Trump defends trying to illegally influence the 2016 Presidential election

Donald Trump

The prosecution in Donald Trump’s trial has insisted that the former President tried to illegally influence the 2016 Presidential election by preventing damaging stories about his personal life from becoming public.

A prosecutor told jurors this on Monday, April 22, at the start of the former President’s historic hush money trial.

“This was a planned, coordinated, long-running conspiracy to influence the 2016 election — to help Donald Trump get elected through illegal expenditures to silence people who had something bad to say about his behaviour, using doctored corporate records and bank forms to conceal those payments along the way,” prosecutor Matthew Colangelo said.

“It was election fraud, pure and simple.”

A defence lawyer for Trump countered by assailing the case as baseless and attacking the integrity of the onetime Trump confidant who’s now the government’s star witness.

“President Trump is innocent. President Trump did not commit any crimes. The Manhattan district attorney’s office should never have brought this case,” attorney Todd Blanche said.

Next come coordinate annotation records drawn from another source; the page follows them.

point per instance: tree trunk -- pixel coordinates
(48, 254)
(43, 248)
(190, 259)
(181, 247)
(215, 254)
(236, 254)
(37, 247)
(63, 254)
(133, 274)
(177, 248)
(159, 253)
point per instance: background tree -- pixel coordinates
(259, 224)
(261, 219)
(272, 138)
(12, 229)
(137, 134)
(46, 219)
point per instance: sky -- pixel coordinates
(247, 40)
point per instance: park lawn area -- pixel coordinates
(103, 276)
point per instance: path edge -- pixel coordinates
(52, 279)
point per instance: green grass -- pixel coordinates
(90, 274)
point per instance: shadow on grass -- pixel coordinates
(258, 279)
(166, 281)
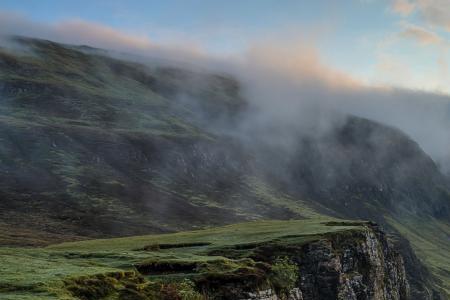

Trump’s lawyer also said that “there’s nothing wrong with trying to influence an election – it’s called democracy”.

It is the first criminal trial of a former American President and the first of four prosecutions of Mr. Trump to reach a jury.

Prosecutors sought from the outset to elevate the gravity of the case, which they said was chiefly about election interference as reflected by the hush money payments to a porn actor who said she had a sexual encounter with Mr. Trump.

“The defendant, Donald Trump, orchestrated a criminal scheme to corrupt the 2016 Presidential election. Then he covered up that criminal conspiracy by lying in his New York business records over and over and over again,” Mr. Colangelo said.

Mr. Trump faces 34 felony counts of falsifying business records — a charge punishable by up to four years in prison — though it’s not clear if the judge would seek to put him behind bars.

A conviction would not preclude Mr. Trump from becoming President again, but because it is a state case, he would not be able to pardon himself if found guilty.

He has repeatedly denied any wrongdoing.